LINE IN THE SAND: Alex Gibney's powerful Taxi to the Dark Side received "Best Documentary" honors, but left Manhattan without a distributor. (CLICK IMAGE FOR LARGER VERSION) |
Eighteen bucks a ticket. Going into this year's Tribeca Film Festival, all anyone was talking about was the 50 percent admission increase, which left the six-year-old event a cut above most major gatherings of its kind. In a talk before the festival, director Peter Scarlet compared staging a film festival to other forms of pricey public art. "People don't realize what it costs to put on a film festival in New York City," he said. "They don't think twice about paying for grand opera."
This year had its operatic moments, notably the screenings of Passio, Paolo Cherchi Usai's silent tribute to cinema's first century, in the Cathedral of St. John the Divine. With live accompaniment by the Trinity Choir, it was the sort of once-in-a-lifetime event for which most cinema-goers would gladly chip in a little extra. But at most screenings, the price hike meant nothing more than an increase in the minimum bet, which, given the festival's size and omnivorous tastes, was often far from a sure thing.
Of course, there's no putting a price on great art, especially when it might not come around again. Alex Gibney's Taxi to the Dark Side, which took the festival's documentary prize, seems a surefire candidate for national release. But as of yet, no distributor has taken the plunge, and the film's subject matter makes waiting to see it an unaffordable luxury. It's not the first film to ponder abuses committed by American soldiers, but it's the most comprehensive, and, so far, the best.
Jumping off from the case of Dilawar, a 22-year-old cabbie who was beaten to death in a U.S.-run prison in Afghanistan, Taxi systematically dismantles the notion that such acts can be seen as isolated aberrations. Rather, Gibney sees the soldiers' behavior as the inevitable result of an official policy that pays lip service to human rights while deliberately resisting any attempt to codify them. The lack of moral leadership combined with the intense pressure of combat creates a scenario in which abuse is all but guaranteed. As one former soldier puts it, "You put people in a crazy place, they'll do crazy things."

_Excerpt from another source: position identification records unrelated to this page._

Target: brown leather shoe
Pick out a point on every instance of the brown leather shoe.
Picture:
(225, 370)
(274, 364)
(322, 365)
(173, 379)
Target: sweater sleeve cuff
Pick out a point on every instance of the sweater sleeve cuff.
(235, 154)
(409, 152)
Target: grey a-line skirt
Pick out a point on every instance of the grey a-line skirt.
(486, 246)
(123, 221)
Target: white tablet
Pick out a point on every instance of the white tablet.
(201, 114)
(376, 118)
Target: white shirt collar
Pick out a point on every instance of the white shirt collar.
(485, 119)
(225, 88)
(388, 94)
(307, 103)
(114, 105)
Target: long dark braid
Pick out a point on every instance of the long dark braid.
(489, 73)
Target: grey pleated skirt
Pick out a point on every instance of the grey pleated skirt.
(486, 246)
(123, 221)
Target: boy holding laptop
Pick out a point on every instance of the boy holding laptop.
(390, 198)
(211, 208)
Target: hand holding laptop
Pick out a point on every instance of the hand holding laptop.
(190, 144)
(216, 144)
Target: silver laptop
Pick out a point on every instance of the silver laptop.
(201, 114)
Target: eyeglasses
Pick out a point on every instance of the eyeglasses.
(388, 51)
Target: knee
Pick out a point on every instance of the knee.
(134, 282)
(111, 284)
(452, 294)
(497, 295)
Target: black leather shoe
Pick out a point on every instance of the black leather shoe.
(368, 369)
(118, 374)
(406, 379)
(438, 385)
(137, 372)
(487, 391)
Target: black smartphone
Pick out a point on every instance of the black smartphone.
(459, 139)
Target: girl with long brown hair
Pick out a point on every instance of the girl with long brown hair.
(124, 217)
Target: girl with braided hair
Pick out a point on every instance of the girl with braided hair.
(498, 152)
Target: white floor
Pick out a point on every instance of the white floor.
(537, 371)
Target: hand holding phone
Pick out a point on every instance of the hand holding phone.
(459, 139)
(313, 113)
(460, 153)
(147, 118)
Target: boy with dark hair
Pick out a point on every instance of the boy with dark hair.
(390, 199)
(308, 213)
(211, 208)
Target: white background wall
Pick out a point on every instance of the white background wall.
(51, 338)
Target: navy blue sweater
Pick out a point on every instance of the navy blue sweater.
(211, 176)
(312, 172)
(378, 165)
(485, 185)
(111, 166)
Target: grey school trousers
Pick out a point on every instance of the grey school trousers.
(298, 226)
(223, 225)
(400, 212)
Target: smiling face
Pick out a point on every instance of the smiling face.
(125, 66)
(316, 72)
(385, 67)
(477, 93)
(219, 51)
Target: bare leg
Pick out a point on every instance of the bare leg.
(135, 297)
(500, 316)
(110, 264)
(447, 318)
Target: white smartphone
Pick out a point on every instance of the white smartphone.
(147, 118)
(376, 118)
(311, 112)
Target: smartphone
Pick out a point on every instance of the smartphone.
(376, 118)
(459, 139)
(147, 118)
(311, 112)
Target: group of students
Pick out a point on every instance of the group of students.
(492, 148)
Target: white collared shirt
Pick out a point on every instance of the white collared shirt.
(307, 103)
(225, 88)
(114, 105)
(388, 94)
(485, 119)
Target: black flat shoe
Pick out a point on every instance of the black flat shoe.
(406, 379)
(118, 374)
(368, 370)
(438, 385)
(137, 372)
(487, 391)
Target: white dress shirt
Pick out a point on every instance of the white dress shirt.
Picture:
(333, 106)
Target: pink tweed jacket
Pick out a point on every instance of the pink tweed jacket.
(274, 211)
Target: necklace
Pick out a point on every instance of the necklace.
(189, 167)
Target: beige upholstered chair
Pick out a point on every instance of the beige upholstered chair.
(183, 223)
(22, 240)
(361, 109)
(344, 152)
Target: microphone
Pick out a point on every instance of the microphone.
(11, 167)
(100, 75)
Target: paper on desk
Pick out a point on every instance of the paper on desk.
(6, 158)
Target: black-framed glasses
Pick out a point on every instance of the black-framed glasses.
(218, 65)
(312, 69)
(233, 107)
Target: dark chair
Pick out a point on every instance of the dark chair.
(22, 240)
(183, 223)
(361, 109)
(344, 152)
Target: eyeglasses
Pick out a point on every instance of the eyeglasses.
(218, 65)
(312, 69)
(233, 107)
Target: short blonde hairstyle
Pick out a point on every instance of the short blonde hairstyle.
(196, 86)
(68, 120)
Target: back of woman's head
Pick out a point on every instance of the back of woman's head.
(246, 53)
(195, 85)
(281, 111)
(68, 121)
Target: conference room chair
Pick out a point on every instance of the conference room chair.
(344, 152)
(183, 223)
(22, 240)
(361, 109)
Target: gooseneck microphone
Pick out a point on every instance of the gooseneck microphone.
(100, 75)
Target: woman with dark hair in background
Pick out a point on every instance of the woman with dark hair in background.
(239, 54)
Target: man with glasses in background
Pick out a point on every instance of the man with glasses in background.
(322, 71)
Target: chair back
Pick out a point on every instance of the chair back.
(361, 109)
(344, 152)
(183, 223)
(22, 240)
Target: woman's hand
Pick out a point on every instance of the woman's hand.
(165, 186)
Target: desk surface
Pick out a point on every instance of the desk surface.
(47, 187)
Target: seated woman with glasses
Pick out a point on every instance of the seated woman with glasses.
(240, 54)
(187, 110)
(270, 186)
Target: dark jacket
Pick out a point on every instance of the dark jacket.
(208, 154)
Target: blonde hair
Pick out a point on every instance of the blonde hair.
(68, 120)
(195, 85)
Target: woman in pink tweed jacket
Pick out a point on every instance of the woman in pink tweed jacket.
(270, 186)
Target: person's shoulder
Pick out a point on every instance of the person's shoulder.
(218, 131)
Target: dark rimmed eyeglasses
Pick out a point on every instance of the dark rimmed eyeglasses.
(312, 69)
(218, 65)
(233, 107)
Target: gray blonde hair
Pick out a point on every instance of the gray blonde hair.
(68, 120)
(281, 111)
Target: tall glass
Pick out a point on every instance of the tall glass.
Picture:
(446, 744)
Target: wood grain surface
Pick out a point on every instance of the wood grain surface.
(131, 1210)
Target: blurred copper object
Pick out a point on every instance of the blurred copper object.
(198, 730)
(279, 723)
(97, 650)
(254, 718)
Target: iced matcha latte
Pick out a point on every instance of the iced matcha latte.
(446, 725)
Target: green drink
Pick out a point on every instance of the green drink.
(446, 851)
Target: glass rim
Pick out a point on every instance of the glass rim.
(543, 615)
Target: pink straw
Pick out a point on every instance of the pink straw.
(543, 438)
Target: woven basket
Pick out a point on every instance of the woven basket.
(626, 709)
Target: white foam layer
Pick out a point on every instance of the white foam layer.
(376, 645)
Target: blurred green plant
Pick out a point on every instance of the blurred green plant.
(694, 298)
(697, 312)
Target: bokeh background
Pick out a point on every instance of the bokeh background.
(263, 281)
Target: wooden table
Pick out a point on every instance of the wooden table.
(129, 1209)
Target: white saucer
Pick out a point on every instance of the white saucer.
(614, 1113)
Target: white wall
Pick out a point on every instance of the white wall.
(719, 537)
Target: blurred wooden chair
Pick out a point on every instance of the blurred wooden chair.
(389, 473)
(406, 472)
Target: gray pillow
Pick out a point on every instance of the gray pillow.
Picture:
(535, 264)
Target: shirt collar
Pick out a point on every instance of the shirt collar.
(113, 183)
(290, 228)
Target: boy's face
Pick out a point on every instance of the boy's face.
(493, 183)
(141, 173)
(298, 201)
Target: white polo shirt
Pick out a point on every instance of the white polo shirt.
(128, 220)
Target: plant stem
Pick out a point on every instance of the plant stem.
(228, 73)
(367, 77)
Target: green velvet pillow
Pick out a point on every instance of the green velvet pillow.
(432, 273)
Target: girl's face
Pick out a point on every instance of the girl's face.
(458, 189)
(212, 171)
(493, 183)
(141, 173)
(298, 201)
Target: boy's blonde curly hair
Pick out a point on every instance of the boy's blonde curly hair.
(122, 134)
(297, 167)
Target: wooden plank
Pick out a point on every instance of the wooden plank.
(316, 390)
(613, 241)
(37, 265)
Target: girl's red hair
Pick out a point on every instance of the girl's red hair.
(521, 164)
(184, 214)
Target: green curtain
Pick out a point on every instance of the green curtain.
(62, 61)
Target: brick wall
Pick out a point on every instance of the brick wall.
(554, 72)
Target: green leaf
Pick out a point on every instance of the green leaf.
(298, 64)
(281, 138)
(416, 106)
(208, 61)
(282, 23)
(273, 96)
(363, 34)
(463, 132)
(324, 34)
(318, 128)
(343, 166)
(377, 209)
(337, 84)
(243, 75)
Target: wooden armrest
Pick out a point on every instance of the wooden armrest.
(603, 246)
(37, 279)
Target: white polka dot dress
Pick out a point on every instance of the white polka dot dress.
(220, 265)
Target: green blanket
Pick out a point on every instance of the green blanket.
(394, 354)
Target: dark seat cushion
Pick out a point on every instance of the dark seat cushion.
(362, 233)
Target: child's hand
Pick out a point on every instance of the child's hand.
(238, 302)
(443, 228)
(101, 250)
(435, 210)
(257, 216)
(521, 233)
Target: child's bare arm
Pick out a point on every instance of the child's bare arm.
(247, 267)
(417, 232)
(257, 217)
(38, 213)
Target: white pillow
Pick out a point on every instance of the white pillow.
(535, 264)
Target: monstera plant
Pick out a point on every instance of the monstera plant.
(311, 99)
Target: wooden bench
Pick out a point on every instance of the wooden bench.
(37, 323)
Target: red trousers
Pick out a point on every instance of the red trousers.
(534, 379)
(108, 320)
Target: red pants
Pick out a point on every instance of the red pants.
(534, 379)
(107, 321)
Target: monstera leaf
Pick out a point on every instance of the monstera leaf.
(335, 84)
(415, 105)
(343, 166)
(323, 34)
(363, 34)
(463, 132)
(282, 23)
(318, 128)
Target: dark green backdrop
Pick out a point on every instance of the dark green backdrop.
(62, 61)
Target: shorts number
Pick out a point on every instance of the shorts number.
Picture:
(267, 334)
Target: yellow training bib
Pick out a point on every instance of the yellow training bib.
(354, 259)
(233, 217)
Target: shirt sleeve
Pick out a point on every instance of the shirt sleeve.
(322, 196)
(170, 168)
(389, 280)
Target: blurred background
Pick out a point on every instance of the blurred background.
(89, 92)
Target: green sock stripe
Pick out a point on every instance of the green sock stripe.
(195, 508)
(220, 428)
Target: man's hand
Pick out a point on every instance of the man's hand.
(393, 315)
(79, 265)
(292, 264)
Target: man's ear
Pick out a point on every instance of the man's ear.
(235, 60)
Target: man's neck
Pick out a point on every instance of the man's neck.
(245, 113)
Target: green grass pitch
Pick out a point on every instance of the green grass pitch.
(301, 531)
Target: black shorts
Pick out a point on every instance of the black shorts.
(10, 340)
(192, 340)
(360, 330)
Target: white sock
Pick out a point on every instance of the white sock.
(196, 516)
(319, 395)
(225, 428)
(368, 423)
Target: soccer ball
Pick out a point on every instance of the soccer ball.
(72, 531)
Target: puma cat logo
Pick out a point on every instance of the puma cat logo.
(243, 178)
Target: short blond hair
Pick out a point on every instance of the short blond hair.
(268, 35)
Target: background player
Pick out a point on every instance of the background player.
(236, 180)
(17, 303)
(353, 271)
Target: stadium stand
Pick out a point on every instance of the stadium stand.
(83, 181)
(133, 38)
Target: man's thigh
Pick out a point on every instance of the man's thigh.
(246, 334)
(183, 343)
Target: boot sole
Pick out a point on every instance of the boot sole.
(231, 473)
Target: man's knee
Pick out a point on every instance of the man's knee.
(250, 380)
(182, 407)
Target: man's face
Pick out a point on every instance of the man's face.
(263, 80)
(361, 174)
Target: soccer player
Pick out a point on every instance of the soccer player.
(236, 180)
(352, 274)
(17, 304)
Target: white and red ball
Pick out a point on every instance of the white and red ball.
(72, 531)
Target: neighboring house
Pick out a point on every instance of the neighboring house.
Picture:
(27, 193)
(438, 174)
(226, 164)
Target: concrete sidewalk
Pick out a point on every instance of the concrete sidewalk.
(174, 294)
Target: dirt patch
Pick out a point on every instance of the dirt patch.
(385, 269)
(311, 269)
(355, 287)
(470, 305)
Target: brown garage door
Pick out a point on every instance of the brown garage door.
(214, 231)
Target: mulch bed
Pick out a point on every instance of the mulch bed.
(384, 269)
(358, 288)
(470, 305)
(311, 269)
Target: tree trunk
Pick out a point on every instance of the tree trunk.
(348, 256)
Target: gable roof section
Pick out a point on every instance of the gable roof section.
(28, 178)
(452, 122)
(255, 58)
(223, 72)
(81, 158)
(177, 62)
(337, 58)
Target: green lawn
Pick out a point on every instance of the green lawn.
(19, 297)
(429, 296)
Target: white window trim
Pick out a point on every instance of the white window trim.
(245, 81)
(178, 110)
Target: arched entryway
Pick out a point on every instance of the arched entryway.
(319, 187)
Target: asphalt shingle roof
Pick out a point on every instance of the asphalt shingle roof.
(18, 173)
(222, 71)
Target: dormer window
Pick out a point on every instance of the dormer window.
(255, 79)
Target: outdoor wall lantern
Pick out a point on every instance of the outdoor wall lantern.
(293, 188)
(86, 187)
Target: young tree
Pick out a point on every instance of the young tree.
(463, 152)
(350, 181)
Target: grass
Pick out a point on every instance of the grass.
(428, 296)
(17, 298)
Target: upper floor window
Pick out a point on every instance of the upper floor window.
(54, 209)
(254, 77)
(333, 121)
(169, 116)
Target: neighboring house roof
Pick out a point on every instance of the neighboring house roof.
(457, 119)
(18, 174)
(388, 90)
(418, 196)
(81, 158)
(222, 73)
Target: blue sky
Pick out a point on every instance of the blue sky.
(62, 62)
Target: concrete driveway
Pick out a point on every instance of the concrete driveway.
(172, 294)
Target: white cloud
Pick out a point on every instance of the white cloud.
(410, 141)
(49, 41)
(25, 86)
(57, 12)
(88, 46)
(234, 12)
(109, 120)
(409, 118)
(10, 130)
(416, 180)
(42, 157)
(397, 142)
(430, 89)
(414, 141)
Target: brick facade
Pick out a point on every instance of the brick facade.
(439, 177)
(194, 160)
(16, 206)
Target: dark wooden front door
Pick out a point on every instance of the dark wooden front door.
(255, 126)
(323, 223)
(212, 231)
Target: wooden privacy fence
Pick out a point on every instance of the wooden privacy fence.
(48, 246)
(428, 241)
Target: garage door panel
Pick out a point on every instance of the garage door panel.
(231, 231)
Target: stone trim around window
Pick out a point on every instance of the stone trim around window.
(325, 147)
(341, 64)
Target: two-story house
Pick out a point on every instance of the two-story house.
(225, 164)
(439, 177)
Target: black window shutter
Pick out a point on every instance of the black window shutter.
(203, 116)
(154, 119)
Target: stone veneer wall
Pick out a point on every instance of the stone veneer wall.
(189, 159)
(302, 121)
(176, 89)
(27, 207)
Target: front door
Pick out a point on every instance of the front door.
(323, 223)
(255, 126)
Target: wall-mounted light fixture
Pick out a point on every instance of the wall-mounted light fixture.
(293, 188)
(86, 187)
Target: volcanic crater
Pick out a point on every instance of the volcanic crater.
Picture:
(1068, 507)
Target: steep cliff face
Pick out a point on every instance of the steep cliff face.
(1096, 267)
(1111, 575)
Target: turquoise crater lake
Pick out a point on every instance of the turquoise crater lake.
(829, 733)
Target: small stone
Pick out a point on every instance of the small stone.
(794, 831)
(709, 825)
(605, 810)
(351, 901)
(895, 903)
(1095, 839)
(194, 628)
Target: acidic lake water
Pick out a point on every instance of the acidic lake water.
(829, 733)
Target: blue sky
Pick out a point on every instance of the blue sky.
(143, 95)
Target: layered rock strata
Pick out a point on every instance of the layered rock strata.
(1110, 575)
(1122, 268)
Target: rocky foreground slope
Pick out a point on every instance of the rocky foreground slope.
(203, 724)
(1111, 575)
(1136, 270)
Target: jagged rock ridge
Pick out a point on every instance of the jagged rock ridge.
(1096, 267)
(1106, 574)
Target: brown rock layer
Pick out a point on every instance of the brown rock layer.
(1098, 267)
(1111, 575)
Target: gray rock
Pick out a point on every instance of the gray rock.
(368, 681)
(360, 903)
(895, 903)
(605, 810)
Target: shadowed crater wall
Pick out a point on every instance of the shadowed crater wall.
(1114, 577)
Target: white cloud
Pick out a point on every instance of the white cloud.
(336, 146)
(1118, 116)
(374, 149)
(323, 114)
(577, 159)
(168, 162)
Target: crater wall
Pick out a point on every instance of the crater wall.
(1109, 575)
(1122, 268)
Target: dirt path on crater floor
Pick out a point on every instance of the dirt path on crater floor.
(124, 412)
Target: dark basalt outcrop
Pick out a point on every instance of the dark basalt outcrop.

The latest from critical favorite Jia Zhang-ke, Still Life is a dazzling addition to a series of films contemplating the state of contemporary China. Shot in crystalline high-def, the movie tracks the progress of two lost souls through the rapidly altering landscape of Fengje, a town that has literally been swallowed up by progress. A coal miner searching for his long-lost wife arrives to find that their home is underwater, flooded as part of the construction of the Three Gorges Dam, a structure so massive it obviates any need for special effects (although Jia, evidently unwilling to be pigeonholed as a social realist, provides a few all the same).
Tribeca's organizers style the festival as the biggest of big tents, able to accommodate the premiere of Spider-Man 3 and the rarest art-house gems. So it's fitting that the four-hour Marlon Brando documentary was matched by an equally generous portrait of a far less well-known individual: 1960s filmmaker Peter Whitehead. Paul Cronin's capacious overview could easily be called self-indulgent: Whitehead is hardly a prominent figure. But the film clearly aspires to more than standard biography, especially given that half of its considerable length is devoted to Whitehead's life after he gave up film for painting and assorted other methods of truth-seeking.
Tribeca's scope allows for a myriad possibility of self-curated mini-festivals, and you certainly could have put one together focusing only on documentaries about misfit visionaries. The lineup included profiles of Scott Walker (30th Century Man), who went from being a '60s pop star to a reclusive, doomy art rocker, and artist Will Eisner, who more or less invented the graphic novel. But none was quite as poignant as the story of Danny Williams, the onetime Warhol collaborator who disappeared at age 27.
Directed by Williams' niece, Esther Robinson, the movie presents him as a casualty of fame, just one more artistic resource and ex-lover left to founder in Warhol's wake. Robinson instills her uncle's story with a sense of mystery, not just that of his disappearance, but the difficulty of historical reconstruction itself. There's a fascinating back-and-forth dealing with Williams' role in designing the lights for the famed Exploding Plastic Inevitable show; filmmaker Paul Morrissey denies Williams had any significant role, but then the movie reveals that the two once came to blows in the middle of a show. Biography becomes a matter of conflicting agendas, always with a gaping hole at its center. Whether that insight is worth the price of admission is open to question, but it's not the kind of thing you're left pondering every day.